Kalkablagerungen auf dem Heizelement von Sterilisatoren reduzieren die Effizienz der thermischen Desinfektion und erhöhen den Energieverbrauch. Eine materialschonende, regelmäßige Entkalkung auf Basis von Zitronen- oder Milchsäure stellt sicher, dass die benötigten Temperaturen für eine zuverlässige Entkeimung erreicht werden.
Warum Kalk im Sterilisator ein Problem darstellt
Beim Verdampfen von Leitungswasser im Sterilisator bleiben die darin gelösten Mineralien – vor allem Calcium- und Magnesiumionen – als hartnäckiges Calciumcarbonat (Kalk) zurück. Da dieses Heizelement direkten Kontakt mit dem Wasser hat, bildet sich schnell eine isolierende Schicht. Diese thermische Barriere blockiert den Wärmefluss. Das Gerät benötigt mehr Zeit, um das Wasser zu verdampfen, wodurch die für die Keimabtötung erforderliche Mindesttemperatur von 100 Grad Celsius unter Umständen nicht mehr stabil gehalten werden kann. Zudem verkürzt die Hitzeentwicklung unter der Kalkschicht die Lebensdauer des Heizelements.
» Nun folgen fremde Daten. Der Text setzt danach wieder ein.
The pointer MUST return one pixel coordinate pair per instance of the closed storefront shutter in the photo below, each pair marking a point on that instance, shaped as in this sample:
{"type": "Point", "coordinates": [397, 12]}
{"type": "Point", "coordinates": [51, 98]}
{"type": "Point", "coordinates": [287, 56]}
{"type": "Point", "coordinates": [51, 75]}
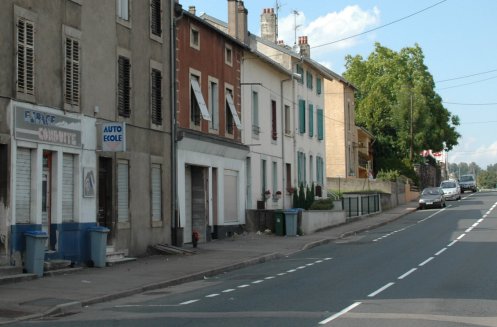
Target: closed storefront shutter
{"type": "Point", "coordinates": [122, 191]}
{"type": "Point", "coordinates": [156, 193]}
{"type": "Point", "coordinates": [23, 186]}
{"type": "Point", "coordinates": [68, 187]}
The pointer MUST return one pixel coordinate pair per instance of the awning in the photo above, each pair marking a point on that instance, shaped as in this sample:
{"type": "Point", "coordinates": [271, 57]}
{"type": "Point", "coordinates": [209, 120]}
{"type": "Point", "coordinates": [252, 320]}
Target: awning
{"type": "Point", "coordinates": [229, 99]}
{"type": "Point", "coordinates": [200, 99]}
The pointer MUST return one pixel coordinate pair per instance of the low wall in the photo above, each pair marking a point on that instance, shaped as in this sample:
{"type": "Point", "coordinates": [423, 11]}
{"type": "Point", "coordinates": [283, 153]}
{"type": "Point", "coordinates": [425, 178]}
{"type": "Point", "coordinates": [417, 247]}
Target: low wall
{"type": "Point", "coordinates": [314, 220]}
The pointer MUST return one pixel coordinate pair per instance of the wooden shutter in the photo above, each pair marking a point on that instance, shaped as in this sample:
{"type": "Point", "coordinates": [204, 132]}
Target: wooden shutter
{"type": "Point", "coordinates": [302, 116]}
{"type": "Point", "coordinates": [67, 187]}
{"type": "Point", "coordinates": [156, 192]}
{"type": "Point", "coordinates": [122, 191]}
{"type": "Point", "coordinates": [23, 186]}
{"type": "Point", "coordinates": [156, 101]}
{"type": "Point", "coordinates": [25, 57]}
{"type": "Point", "coordinates": [155, 17]}
{"type": "Point", "coordinates": [124, 87]}
{"type": "Point", "coordinates": [72, 76]}
{"type": "Point", "coordinates": [311, 120]}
Zitronensäure vs. Essig: Die materialschonende Wahl
Obwohl Haushaltsessig oder Essigessenz oft als Allheilmittel gegen Kalk empfohlen werden, ist von ihrer Verwendung im Sterilisator dringend abzuraten. Die flüchtigen Essigsäuren greifen nicht nur elastische Gummidichtungen und Kunststoffkomponenten im Inneren des Geräts an, sondern hinterlassen auch einen penetranten Geruch, der sich auf Babyflaschen und Sauger übertragen kann. Die bessere Wahl sind milde organische Säuren wie Zitronensäure oder Milchsäure.
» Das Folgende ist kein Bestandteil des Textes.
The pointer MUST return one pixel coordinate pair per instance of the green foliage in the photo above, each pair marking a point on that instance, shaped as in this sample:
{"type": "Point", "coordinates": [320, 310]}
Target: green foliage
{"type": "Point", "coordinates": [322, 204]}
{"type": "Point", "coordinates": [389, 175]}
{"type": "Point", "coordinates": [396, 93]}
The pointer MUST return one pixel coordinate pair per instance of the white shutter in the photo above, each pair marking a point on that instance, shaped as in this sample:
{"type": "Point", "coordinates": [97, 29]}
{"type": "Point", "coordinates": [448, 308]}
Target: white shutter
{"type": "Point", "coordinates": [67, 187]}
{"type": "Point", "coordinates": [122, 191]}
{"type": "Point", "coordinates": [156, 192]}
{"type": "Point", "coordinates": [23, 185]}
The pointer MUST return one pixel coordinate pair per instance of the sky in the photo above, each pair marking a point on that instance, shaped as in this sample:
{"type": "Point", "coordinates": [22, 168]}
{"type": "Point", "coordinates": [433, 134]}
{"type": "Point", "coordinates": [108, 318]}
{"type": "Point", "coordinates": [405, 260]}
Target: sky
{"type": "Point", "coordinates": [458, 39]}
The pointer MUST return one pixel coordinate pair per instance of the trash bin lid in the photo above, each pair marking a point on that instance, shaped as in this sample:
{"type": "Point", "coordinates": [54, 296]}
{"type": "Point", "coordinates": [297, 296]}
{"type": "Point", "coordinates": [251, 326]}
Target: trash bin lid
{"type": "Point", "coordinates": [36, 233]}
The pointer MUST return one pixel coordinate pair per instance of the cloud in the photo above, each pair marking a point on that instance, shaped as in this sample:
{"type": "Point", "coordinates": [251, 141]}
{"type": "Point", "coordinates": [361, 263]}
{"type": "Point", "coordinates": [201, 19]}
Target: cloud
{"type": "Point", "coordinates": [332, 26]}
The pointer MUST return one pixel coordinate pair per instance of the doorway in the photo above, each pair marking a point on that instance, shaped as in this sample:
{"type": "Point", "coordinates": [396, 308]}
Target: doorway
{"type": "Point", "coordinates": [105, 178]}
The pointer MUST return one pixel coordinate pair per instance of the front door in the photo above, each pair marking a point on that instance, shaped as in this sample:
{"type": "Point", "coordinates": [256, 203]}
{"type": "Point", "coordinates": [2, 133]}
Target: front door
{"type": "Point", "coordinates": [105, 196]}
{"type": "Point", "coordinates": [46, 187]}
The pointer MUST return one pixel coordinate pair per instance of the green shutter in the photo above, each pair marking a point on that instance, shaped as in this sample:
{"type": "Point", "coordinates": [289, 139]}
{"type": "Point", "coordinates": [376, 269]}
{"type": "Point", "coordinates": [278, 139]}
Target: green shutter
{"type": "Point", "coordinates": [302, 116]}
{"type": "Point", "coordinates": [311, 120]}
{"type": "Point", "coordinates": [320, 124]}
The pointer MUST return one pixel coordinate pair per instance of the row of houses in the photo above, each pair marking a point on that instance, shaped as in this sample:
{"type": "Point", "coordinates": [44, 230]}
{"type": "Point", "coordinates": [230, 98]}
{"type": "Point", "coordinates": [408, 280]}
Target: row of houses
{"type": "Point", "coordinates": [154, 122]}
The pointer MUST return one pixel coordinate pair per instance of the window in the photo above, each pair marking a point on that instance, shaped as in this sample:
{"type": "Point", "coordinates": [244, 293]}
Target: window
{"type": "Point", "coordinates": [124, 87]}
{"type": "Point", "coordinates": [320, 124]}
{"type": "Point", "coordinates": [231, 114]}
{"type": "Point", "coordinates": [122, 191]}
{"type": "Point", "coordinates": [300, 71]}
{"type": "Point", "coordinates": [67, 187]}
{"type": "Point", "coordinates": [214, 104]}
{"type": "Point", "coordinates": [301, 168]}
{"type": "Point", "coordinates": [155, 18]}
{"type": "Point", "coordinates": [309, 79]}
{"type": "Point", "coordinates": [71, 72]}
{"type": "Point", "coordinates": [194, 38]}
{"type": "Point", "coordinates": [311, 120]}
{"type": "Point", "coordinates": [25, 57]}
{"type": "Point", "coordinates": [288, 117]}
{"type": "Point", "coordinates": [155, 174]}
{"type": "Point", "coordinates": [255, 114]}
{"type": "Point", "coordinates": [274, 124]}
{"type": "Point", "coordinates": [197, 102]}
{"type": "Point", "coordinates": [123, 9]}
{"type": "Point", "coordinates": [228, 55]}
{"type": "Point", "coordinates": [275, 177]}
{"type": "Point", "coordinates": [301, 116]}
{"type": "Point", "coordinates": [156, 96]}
- Zitronensäure: Sie bildet mit den Calciumionen des Kalks lösliche Komplexe und ist biologisch vollständig abbaubar. Sie muss jedoch mit Bedacht temperiert werden.
- Milchsäure: Diese ist besonders materialschonend, geruchsneutral und wirkt bereits bei kalten Temperaturen hervorragend gegen mineralische Ablagerungen.
Die korrekte Dosierung und der chemische Temperatur-Trick
Ein häufiger Fehler bei der Verwendung von Zitronensäure ist das Aufkochen des Entkalkungsgemischs. Bei Temperaturen über 60 Grad Celsius reagiert Zitronensäure mit dem gelösten Kalk zu Calciumcitrat. Diese Substanz ist im Gegensatz zu Kalk extrem schwer löslich und setzt sich als zäher, weißer Belag ab, der sich mechanisch kaum noch entfernen lässt. Gehen Sie daher wie folgt vor:
- Mischung ansetzen: Lösen Sie ein bis zwei Esslöffel reine Zitronensäure in Pulverform in etwa 200 Millilitern handwarmem Wasser auf, bis die Flüssigkeit vollkommen klar ist.
- Einfüllen und Einwirken: Gießen Sie die Lösung direkt auf die abgekühlte Heizplatte des Sterilisators. Lassen Sie die Flüssigkeit ohne Einschalten des Geräts für 30 bis 45 Minuten einwirken. Die Säure spaltet die Carbonatverbindungen materialschonend auf.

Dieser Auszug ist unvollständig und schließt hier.